I rarely blush but when I do, it's because something that was said was very true and I wanted terribly to hide it but cannot. That is generally the reason that people blush, because of this very struggle. 

There is the question of shyness, but shyness is always meant to hide something, isn't it? Some people's skin type makes them blush more than others, or more visibly so and there is even a phobia associated to this called "ereuthophobia". It sounds mad but most phobias sound mad and I believe stem from the same lack of self-esteem or of confidence, but of course are generally very profound and take years to surmount. 

What is fascinating about blushing also (and this is my favorite detail): monkeys don't do it.

I love that people love to compare themselves to monkeys, like a certain number of them with typewriters coming up with Shakespeare and such nonsense. Let those who like to compare us to apes know that they could not have come up with Keats!

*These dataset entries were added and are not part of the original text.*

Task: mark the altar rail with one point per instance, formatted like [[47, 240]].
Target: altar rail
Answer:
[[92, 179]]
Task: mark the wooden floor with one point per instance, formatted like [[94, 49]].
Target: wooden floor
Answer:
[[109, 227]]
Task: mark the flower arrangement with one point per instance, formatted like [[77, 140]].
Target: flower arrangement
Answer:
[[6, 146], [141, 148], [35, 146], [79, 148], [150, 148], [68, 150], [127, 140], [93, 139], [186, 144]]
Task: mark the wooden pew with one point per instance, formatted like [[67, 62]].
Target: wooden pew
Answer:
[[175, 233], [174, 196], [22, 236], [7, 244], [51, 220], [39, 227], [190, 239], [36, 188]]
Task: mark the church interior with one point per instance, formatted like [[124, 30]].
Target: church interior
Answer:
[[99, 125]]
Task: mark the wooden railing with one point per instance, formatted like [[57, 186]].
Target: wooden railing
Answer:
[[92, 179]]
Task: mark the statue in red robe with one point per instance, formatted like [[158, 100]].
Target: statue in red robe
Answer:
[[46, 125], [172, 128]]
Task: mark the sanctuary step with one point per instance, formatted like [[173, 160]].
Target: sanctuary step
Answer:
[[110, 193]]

Professor Frans de Wall at Emory University in Georgia claims that the human capacity to blush is a way of signaling emotion that animals do not possess, not even our famous "cousins", chimpanzees. Blushing is one of the last stumpers of the defenders of evolutionary theory, including Darwin himself who wrestled with the question to no avail.

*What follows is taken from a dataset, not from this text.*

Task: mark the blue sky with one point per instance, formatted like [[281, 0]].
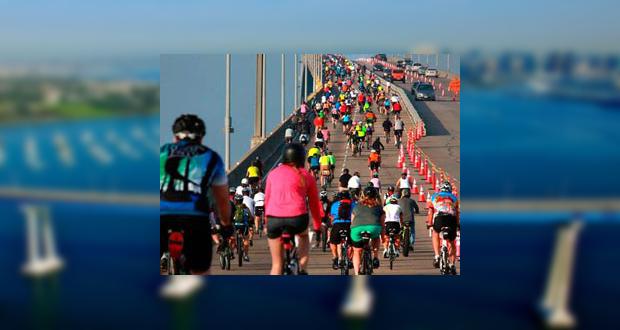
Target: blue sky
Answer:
[[102, 28]]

Dr. Frédéric Saldmann, a nutritionist who writes about health and hygiene, published a book last year about blushing called "Petites Hontes" where he discusses in length all those things about social expectations and how we feel about what others think of us, but with the proposes that it is essential to us to blush in order, not only to express ourselves but to check ourselves. If we've lied or lied in such a way that is flagrant, blushing may catch us before others do. 

The way, he suggests, to "get over it" is to be able to laugh at it, since in writing about all the silly things that make us blush, we should be able to see that we all suffer from the fear of what others think, fear of being rejected, and we should be able to take ourselves more lightly. 

A mesure of intelligence is being able to laugh at yourself, isn't it? And to laugh about our blushing is no different.